Agility Score measures a player’s short area quickness and balance by summing his 20-Yard Shuttle and 3-Cone drills. This correlates with the ability to easily create yards before contact and break in and out of routes.

College Dominator Rating

A player’s largest share of his team’s receiving yards and touchdowns in a single season is known as his College Dominator Rating. When a college prospect displays the ability to be the driver of his team’s passing offense, that player is more likely to be able to command a significant share of opportunity in the NFL.

Elijah Moore Advanced Stats & Metrics Profile

Elijah Moore recorded a 41.9-percent (87th-percentile) College Dominator Rating at LSU. That immediately translated his rookie season, accounting for 26.1-percent of the Jets’ receiving production. Despite his recent struggles, his prospect profile and rookie production signal that Moore is a talented receiver. Now in Cleveland, he’ll have the opportunity to potentially work as the No. 2 receiver.

College Target Share

A player’s largest single-season Target Share is known as his College Target Share. Similarly to College Dominator Rating, the larger a player’s College Target Share, the more likely he’ll be to command significant volume at the next level. 34 of the 98 receivers drafted since 2017 who recorded a minimum 25-percent College Target Share have already gone on to achieve at least one season of 10+ fantasy points per game.
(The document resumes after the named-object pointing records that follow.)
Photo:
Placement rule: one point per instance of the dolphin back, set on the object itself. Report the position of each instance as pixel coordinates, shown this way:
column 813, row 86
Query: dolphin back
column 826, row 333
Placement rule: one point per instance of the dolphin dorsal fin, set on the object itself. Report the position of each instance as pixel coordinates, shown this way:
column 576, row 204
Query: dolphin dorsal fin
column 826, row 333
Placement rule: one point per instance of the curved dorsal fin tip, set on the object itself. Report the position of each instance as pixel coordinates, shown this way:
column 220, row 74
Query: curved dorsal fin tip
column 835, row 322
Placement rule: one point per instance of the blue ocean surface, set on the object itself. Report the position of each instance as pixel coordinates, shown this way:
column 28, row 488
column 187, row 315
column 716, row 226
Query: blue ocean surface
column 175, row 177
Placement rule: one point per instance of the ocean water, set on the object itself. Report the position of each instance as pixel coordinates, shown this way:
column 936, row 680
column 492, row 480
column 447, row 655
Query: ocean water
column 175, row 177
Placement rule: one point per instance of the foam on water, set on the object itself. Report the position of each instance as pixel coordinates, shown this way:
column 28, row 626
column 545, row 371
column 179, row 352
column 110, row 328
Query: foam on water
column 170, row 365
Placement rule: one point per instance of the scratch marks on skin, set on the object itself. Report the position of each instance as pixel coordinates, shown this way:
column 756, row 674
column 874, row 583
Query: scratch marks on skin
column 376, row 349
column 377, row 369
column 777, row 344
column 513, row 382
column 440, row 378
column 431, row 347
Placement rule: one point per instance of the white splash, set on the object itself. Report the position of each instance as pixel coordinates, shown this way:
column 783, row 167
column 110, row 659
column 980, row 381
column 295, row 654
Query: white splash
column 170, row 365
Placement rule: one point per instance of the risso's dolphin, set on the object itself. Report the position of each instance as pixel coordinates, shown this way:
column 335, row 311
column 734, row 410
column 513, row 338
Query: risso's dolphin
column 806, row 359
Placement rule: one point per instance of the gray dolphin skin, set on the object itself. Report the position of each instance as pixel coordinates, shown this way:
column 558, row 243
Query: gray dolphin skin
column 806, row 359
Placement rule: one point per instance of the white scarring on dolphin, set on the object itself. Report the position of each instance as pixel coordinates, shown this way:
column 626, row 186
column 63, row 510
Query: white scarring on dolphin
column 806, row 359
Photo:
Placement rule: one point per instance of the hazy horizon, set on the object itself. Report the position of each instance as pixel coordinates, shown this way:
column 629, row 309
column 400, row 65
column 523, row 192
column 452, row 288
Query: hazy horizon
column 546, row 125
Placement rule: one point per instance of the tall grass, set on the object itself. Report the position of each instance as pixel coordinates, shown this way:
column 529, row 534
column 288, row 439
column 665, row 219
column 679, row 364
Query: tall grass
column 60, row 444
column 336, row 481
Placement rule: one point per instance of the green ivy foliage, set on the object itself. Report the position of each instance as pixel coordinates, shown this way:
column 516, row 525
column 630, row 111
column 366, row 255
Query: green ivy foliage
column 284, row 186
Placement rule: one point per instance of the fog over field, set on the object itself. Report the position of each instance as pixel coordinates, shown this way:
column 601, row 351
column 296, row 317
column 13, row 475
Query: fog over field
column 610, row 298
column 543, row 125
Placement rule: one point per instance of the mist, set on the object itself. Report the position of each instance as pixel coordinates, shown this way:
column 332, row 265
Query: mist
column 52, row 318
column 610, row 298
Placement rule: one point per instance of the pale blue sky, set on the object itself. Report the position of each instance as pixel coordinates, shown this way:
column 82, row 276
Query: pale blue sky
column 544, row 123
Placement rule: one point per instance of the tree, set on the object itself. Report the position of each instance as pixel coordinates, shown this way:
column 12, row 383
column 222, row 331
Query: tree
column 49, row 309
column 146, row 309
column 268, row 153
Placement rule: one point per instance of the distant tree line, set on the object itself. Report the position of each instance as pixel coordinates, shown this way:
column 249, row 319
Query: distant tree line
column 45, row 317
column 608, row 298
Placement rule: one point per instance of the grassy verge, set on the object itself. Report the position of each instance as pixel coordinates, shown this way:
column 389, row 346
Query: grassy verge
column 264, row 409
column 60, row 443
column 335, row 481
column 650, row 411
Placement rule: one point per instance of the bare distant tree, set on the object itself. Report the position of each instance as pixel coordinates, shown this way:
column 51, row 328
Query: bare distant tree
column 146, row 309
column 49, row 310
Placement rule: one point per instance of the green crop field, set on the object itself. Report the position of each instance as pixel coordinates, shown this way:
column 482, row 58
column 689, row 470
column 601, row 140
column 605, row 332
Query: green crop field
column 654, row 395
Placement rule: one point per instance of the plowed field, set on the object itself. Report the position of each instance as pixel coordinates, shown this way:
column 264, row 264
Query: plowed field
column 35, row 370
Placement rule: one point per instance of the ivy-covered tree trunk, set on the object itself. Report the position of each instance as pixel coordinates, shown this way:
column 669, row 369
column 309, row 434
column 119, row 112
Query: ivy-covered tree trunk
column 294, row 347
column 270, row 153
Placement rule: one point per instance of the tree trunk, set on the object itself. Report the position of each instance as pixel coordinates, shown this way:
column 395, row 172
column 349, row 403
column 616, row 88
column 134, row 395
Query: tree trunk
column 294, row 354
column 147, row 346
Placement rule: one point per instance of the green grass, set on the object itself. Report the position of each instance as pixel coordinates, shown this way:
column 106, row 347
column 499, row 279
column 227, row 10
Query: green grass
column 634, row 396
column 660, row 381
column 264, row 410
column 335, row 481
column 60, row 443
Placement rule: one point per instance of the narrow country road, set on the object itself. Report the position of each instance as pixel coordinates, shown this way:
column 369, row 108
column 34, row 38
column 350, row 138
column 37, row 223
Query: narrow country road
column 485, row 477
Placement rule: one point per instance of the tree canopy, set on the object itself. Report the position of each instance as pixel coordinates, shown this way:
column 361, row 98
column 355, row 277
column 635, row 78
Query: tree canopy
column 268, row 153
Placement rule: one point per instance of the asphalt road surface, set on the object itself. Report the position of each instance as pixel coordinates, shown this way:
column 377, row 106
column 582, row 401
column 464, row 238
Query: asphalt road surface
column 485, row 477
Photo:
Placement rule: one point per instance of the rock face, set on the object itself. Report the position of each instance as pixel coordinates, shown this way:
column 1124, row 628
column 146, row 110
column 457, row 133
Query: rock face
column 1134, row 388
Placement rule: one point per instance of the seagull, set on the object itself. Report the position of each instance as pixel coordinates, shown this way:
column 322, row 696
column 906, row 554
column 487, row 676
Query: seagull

In tandem with his Dominator Rating, Trey Palmer‘s 32.6-percent (96th-percentile) College Target Share should ease the concerns brought on by his third-year transfer to Nebraska. He dominated the receiving opportunity and production at a power-5 school, and possesses a size-speed combo that gives him a promising career outlook. Ranked as the WR11 in the Dynasty Deluxe Rookie Rankings, Palmer is going to be a gem in upcoming rookie drafts.

Breakout Age

The younger someone becomes a leader in his/her field, the more likely that person is to become phenomenal in their craft. Frank DuPont and Shawn Siegle first examined wide receiver’s Breakout Age. A receiver’s Breakout Age is his age at the beginning of the season where he first records at or above a 20-percent College Dominator Rating.

The earlier a receiver’s breakout age, the more likely he is to break out at the next level. Stefon Diggs is considered an outlier for achieving his level of success while being a 5th-round pick. However, his 18.8 (93rd-percentile) Breakout Age signaled that he was capable of becoming a phenom long before he entered the draft.